Current high commodity prices are also a limiting factor. “This has pressured livestock and poultry raisers,” he explains. “Our region has many alternative sources of protein available, and end-users will tweak their formulation to reduce soybean meal use if it becomes too expensive. Consumers will also change their spending habits as higher food prices take a toll. In our part of the world, 50-60% of disposable income goes to food.”

Logistics are also an issue for U.S. corn sales, says Yusupov. In a major change over the past 15 years, most of Southeast Asia’s main ports can now handle Panamax grain shipments, but that doesn’t guarantee U.S. sales.

“Our competition in South America can load 75,000-ton vessels, while the U.S. can load a maximum of 65,000 tons, which gives Argentine-origin corn a freight advantage. We need deeper draft ports that can load super Panamax vessels to be able to compete,” he says.

In some cases, U.S. corn shipments benefit when big importers can book a mixed load with soybeans or soybean meal in some holds and corn completing the cargo.
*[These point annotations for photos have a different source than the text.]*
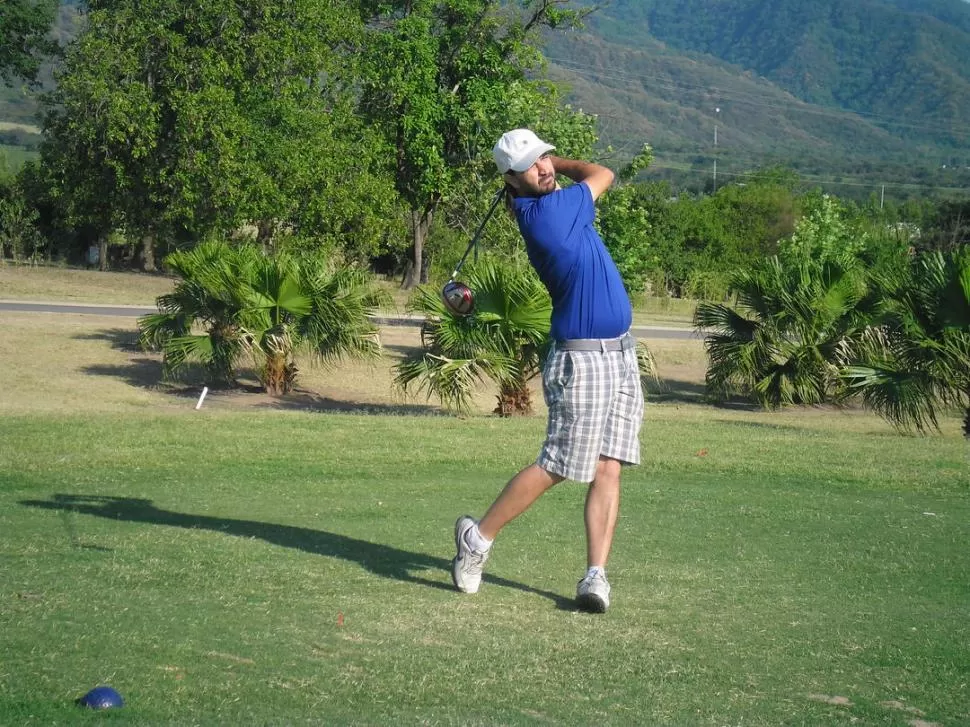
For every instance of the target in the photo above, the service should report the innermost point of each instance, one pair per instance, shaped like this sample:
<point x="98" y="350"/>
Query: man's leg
<point x="602" y="507"/>
<point x="473" y="541"/>
<point x="519" y="494"/>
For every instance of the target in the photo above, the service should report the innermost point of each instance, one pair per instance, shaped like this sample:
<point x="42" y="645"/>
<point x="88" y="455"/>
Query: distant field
<point x="15" y="157"/>
<point x="12" y="126"/>
<point x="286" y="561"/>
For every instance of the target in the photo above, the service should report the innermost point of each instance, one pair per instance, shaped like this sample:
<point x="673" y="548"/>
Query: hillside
<point x="854" y="94"/>
<point x="857" y="93"/>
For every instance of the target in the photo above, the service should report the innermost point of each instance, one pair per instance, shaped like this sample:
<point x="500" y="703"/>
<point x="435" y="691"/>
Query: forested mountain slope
<point x="873" y="89"/>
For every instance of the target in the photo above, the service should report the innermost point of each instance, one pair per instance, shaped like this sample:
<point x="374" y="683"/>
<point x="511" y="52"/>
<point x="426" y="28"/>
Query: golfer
<point x="590" y="380"/>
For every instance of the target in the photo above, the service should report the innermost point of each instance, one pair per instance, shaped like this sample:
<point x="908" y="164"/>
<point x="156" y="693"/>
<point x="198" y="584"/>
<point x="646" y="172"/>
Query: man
<point x="590" y="380"/>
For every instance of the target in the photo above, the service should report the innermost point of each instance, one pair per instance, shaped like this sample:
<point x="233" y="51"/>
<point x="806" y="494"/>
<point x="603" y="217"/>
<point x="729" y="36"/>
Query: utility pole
<point x="717" y="110"/>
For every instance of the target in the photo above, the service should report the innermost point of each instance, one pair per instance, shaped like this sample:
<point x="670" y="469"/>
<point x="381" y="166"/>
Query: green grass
<point x="291" y="567"/>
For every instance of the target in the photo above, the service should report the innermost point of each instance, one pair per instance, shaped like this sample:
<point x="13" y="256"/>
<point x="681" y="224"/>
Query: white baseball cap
<point x="518" y="150"/>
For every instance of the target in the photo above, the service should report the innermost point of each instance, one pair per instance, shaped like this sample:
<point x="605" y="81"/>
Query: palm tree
<point x="503" y="341"/>
<point x="304" y="304"/>
<point x="917" y="359"/>
<point x="784" y="342"/>
<point x="207" y="299"/>
<point x="233" y="301"/>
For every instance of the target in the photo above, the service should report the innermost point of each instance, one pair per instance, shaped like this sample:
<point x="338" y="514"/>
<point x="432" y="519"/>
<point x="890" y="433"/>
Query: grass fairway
<point x="287" y="567"/>
<point x="275" y="563"/>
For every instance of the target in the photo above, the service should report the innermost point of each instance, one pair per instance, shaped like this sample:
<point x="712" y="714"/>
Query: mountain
<point x="851" y="92"/>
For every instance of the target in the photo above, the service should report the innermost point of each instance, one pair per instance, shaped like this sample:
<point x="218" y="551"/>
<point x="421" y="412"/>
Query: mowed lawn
<point x="260" y="562"/>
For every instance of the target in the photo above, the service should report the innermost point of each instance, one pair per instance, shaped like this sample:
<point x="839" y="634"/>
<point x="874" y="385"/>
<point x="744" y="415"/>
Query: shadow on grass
<point x="145" y="372"/>
<point x="121" y="339"/>
<point x="677" y="391"/>
<point x="382" y="560"/>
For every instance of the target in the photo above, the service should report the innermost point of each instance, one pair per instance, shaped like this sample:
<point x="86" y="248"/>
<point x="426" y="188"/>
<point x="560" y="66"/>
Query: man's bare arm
<point x="598" y="178"/>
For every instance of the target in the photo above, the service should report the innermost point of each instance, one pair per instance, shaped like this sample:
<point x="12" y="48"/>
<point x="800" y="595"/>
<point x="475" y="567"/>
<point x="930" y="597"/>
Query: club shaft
<point x="478" y="233"/>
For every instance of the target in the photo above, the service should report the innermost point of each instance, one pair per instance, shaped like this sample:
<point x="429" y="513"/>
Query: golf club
<point x="457" y="296"/>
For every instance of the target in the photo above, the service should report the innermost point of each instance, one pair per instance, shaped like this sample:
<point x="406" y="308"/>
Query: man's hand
<point x="598" y="178"/>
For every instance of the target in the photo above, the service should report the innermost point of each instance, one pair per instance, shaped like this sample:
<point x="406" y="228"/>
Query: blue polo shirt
<point x="588" y="297"/>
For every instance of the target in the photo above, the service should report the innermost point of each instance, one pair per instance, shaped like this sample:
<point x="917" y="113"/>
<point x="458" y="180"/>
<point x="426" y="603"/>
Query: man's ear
<point x="512" y="179"/>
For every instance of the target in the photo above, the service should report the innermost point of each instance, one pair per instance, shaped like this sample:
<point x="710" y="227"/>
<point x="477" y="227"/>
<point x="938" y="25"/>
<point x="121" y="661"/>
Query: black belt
<point x="625" y="343"/>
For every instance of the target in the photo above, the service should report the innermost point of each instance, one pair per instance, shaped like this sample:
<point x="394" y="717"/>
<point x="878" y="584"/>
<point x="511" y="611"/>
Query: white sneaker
<point x="593" y="593"/>
<point x="466" y="568"/>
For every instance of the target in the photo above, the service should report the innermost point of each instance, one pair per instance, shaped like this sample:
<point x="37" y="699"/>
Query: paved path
<point x="133" y="311"/>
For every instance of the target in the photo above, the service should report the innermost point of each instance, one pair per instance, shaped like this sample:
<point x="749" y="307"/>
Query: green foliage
<point x="20" y="236"/>
<point x="503" y="341"/>
<point x="916" y="360"/>
<point x="267" y="306"/>
<point x="784" y="341"/>
<point x="443" y="80"/>
<point x="822" y="233"/>
<point x="182" y="122"/>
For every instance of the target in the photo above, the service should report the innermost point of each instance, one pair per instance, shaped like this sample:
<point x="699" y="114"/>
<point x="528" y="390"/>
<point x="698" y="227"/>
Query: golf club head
<point x="103" y="697"/>
<point x="458" y="298"/>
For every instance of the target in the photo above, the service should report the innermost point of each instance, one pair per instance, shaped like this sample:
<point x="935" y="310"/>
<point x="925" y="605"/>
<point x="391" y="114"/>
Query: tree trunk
<point x="514" y="399"/>
<point x="147" y="254"/>
<point x="278" y="375"/>
<point x="417" y="272"/>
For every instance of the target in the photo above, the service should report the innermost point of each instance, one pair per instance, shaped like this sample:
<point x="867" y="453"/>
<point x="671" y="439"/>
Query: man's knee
<point x="608" y="469"/>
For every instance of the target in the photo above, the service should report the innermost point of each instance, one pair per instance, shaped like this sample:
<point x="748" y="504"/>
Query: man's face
<point x="537" y="180"/>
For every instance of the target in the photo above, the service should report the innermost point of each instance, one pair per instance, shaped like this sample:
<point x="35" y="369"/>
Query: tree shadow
<point x="677" y="391"/>
<point x="302" y="400"/>
<point x="382" y="560"/>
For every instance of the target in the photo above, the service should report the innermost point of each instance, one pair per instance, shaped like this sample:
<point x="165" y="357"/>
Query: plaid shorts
<point x="595" y="409"/>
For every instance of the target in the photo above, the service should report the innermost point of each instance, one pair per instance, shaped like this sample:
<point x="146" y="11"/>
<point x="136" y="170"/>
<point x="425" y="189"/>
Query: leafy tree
<point x="19" y="233"/>
<point x="503" y="341"/>
<point x="624" y="224"/>
<point x="788" y="336"/>
<point x="268" y="306"/>
<point x="24" y="25"/>
<point x="823" y="233"/>
<point x="916" y="361"/>
<point x="173" y="121"/>
<point x="444" y="78"/>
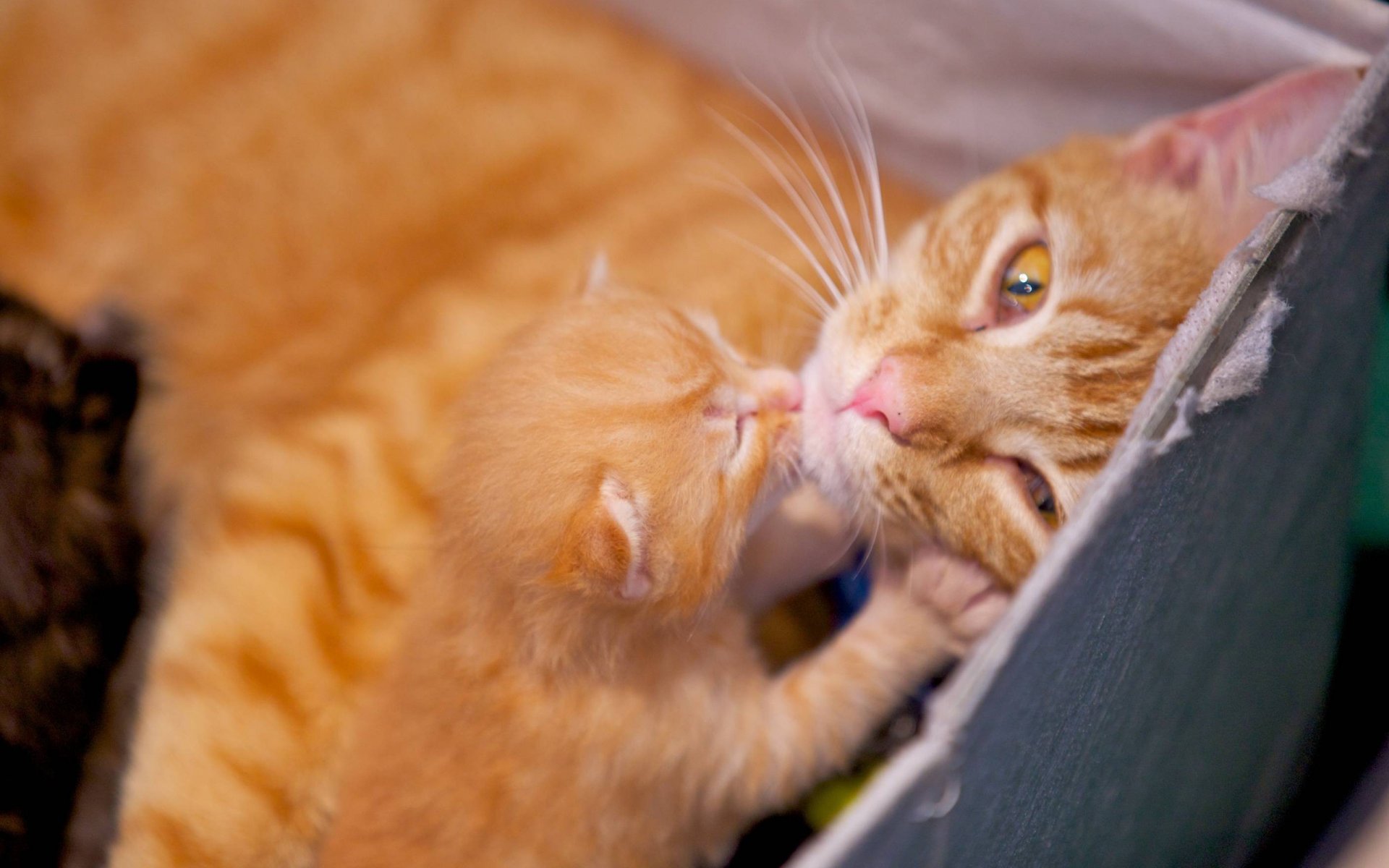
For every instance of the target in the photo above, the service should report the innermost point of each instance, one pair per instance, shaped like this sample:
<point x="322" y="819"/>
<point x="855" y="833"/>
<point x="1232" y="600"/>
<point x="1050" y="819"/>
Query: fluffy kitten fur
<point x="575" y="686"/>
<point x="297" y="197"/>
<point x="328" y="214"/>
<point x="69" y="553"/>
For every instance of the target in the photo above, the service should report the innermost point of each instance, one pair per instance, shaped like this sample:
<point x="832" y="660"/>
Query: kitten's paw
<point x="961" y="593"/>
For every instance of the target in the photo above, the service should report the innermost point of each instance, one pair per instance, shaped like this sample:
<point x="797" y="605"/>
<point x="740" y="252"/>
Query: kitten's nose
<point x="880" y="398"/>
<point x="778" y="389"/>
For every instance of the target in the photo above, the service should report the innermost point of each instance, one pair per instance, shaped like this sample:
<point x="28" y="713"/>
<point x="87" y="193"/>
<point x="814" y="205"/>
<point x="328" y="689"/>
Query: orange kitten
<point x="575" y="686"/>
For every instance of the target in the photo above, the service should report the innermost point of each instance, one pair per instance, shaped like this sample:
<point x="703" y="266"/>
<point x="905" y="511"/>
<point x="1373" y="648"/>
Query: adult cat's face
<point x="977" y="386"/>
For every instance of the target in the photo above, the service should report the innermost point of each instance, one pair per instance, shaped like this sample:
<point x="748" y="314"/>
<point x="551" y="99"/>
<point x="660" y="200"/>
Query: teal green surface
<point x="1372" y="521"/>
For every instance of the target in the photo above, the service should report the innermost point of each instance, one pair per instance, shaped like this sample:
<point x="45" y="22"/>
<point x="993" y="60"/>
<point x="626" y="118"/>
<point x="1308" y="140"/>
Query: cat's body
<point x="328" y="214"/>
<point x="69" y="553"/>
<point x="578" y="685"/>
<point x="300" y="202"/>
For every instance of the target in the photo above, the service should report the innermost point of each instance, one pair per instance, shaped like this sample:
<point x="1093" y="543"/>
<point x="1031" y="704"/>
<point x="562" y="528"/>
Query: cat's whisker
<point x="798" y="282"/>
<point x="865" y="224"/>
<point x="844" y="87"/>
<point x="794" y="195"/>
<point x="809" y="142"/>
<point x="806" y="197"/>
<point x="745" y="192"/>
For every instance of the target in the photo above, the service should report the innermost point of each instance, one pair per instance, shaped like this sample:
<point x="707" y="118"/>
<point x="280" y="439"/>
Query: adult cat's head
<point x="978" y="385"/>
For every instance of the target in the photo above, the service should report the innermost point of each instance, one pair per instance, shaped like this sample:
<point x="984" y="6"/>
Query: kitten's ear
<point x="603" y="546"/>
<point x="596" y="278"/>
<point x="1226" y="150"/>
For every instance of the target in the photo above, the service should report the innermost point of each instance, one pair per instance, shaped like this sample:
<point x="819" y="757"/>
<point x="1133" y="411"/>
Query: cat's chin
<point x="824" y="441"/>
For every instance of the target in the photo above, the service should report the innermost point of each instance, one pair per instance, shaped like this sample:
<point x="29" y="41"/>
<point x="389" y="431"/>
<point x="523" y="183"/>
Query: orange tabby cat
<point x="977" y="383"/>
<point x="330" y="213"/>
<point x="575" y="686"/>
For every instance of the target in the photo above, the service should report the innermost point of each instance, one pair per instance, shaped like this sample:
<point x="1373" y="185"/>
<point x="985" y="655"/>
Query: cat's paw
<point x="959" y="593"/>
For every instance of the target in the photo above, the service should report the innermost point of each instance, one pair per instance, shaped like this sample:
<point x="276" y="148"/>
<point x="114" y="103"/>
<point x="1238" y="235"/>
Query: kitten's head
<point x="623" y="449"/>
<point x="978" y="386"/>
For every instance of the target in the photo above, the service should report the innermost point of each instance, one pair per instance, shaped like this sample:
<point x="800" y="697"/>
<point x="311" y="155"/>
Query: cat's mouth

“Southeast Asia is a unique spot,” says Schaaf. “They can pull in feed wheat or corn from the Ukraine very easily. India has a shipping advantage to supply corn, and they can get wheat out of Australia. So it’s very competitive.

“The good thing is that grain is going to get used, and if it’s not U.S. origin, it will still create a draw elsewhere in the world where we do have an advantage,” he says. “The U.S. won’t monopolize this market, but it’s ultimately about using world grain stocks – and we’re always going to be a big part of that.”

Yusupov sums up Southeast Asia’s potential. “It’s a younger population than China, and the economy has demonstrated spectacular growth. The region is more dependent on imports of raw materials like corn, soybean meal, dried distillers grains and other feedstuffs.

“The macro and micro economic fundamentals are reminiscent of conditions that the Asian Tigers (Japan, Korea and Taiwan) went through,” he says. “Lack of purchasing power has plagued Southeast Asia for decades but is now rapidly improving. For everyone in the ag export sector, demand-driven ASEAN is the market to watch for the next decade or two.”